Judicial review is typically used to remedy errors of law which affect the authority of the decision-maker to make the decision. It is a process that allows the courts to supervise the Tribunal and lower courts, and protect against these bodies making decisions outside of their authority.
The High Court of Australia draws the power to judicially review decisions from the Commonwealth of Australia Constitution Act (the Australian Constitution). The powers of the Federal Circuit and the Federal Courts to conduct judicial reviews of migration cases are delegated by the High Court.
The Federal Circuit Court must follow the rules of procedure in the Federal Circuit Court Rules 2001 and the Federal Court of Australia is bound by the Federal Court of Australia Act 1976 when dealing with judicial review of migration cases.
As migration cases are reviews of decisions made under the Migration Act 1958, the federal courts are bound by it as well. Part 8 of the Migration Act 1958 specifically limits judicial review, stating that most decisions under the Migration Act cannot be reviewed, challenged, or appealed by any court. However, the High Court of Australia has the power to review decisions under the Australian Constitution and therefore has determined that decisions made under the Migration Act 1958 can still be reviewed, but only under limited circumstances.
Grounds for judicial review
For a judicial review application to be successful, the court must be convinced that there was an error of law regarding the jurisdiction of the decision in question. If the court agrees that there was a jurisdictional error, the court will consider the decision to be legally invalid.
There must be a jurisdictional error made in the decision
Because Part 8 to the Migration Act 1958 limits judicial review of migration decisions, the High Court of Australia determined that migration decisions can only be brought to court if there was a jurisdictional error. The decision-maker’s error must have been both legal in nature and relate to the core power of that decision-maker’s ability to make the decision (their jurisdiction).
What constitutes a jurisdictional error?
Determining whether a decision is affected by a jurisdictional error is a complex process. The High Court tried to make it easier in its unanimous decision in Craig v South Australia (1995) 184 CLR 163.

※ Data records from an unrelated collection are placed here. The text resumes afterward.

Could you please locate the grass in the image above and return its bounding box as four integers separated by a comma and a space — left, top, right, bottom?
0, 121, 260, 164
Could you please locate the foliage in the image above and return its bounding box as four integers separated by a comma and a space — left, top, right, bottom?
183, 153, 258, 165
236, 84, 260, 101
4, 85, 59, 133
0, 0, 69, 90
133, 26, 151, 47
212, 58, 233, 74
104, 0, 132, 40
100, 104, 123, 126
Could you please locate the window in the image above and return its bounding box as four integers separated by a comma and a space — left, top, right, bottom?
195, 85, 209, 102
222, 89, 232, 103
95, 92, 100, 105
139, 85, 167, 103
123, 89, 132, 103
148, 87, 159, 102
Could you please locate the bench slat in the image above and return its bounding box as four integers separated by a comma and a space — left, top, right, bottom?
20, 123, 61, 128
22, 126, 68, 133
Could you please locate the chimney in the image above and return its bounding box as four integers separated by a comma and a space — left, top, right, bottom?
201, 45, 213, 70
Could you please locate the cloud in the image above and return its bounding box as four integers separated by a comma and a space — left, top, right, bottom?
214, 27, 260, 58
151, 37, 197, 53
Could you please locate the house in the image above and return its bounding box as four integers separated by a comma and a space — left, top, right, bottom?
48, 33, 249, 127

In that case their Honours determined that the following are examples where the court could consider there to be a jurisdictional error:
- Failure on the Tribunal to ensure the procedure is fair. This can be raised as an argument when you have not been given the chance to understand or respond to adverse information relied upon by the decision-maker. In this situation, the adverse information must not have come from you but from another, completely separate source;
- Failure to apply the right legal principles or visa criteria. This can occur when the Tribunal fails to take into account things that they must as a matter of law in order to carry out the decision;
- The decision was based on non-existent evidence or a circumstance which gives rise to the decision-maker’s power does not exist. This is what is referred to as a “jurisdictional fact”; and
- The decision was unreasonable because it was irrational or illogical.
Cases where you believe the decision-maker was wrong because of a finding of fact, did not find your evidence credible or failed to give sufficient weight to the evidence are not considered jurisdictional errors.

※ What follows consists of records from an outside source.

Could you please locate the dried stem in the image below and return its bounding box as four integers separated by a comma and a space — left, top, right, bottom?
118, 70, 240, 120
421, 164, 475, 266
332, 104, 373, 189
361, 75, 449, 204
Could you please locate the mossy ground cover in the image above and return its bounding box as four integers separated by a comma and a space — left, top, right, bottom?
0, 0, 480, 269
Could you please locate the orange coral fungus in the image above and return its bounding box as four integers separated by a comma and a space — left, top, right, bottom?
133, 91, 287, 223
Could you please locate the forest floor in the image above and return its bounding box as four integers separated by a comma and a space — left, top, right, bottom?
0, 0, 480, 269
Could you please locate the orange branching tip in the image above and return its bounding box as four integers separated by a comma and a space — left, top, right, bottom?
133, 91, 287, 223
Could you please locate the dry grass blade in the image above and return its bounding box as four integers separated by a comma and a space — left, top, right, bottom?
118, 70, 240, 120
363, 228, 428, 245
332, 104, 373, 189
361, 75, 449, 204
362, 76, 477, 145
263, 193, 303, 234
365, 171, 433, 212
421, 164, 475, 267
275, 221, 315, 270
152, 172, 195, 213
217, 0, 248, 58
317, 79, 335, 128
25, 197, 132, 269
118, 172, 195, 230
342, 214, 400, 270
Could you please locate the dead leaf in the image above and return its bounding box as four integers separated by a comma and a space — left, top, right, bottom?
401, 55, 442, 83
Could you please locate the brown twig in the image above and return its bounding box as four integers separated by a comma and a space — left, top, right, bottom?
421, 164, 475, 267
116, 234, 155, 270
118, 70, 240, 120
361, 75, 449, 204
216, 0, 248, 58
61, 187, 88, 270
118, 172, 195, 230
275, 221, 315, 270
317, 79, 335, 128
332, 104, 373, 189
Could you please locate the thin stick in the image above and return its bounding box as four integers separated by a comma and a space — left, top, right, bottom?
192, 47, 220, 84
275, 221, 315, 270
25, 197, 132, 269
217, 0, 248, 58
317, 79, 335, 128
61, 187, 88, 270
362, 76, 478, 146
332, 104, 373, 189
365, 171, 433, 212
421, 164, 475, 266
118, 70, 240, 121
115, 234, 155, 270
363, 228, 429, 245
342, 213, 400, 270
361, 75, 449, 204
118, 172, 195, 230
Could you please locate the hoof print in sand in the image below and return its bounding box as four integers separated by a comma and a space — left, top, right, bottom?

What outcomes can be expected from judicial review?
If you believe a jurisdictional error has arisen in your migration case, you can appeal against the decision by lodging an application for appeal to the Federal Circuit Court. If you are unhappy with the Federal Circuit Court’s decision and there are sufficient legal merits to your case, you can continue to appeal to the Federal Court and then to the High Court of Australia.

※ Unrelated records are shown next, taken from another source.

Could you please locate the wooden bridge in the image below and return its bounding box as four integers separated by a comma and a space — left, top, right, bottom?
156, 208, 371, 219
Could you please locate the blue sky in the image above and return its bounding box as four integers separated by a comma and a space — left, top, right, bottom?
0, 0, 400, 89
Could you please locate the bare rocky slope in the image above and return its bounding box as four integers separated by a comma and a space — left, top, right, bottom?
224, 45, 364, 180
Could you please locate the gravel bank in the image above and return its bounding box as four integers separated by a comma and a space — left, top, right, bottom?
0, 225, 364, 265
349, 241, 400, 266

If the court decides a jurisdictional error has been made by the decision-maker, the court will rule that the original decision is void. As a result of this, the court will return the matter to the original decision-maker. This could be the Administrative Appeals Tribunal where it will reconsider the decision.
If it is necessary and due to the circumstances of the case the court can prevent the Minister of Immigration from enforcing the original decision and implementing any subsequent measures. For example, the court can prevent the Minister from removing you from Australia.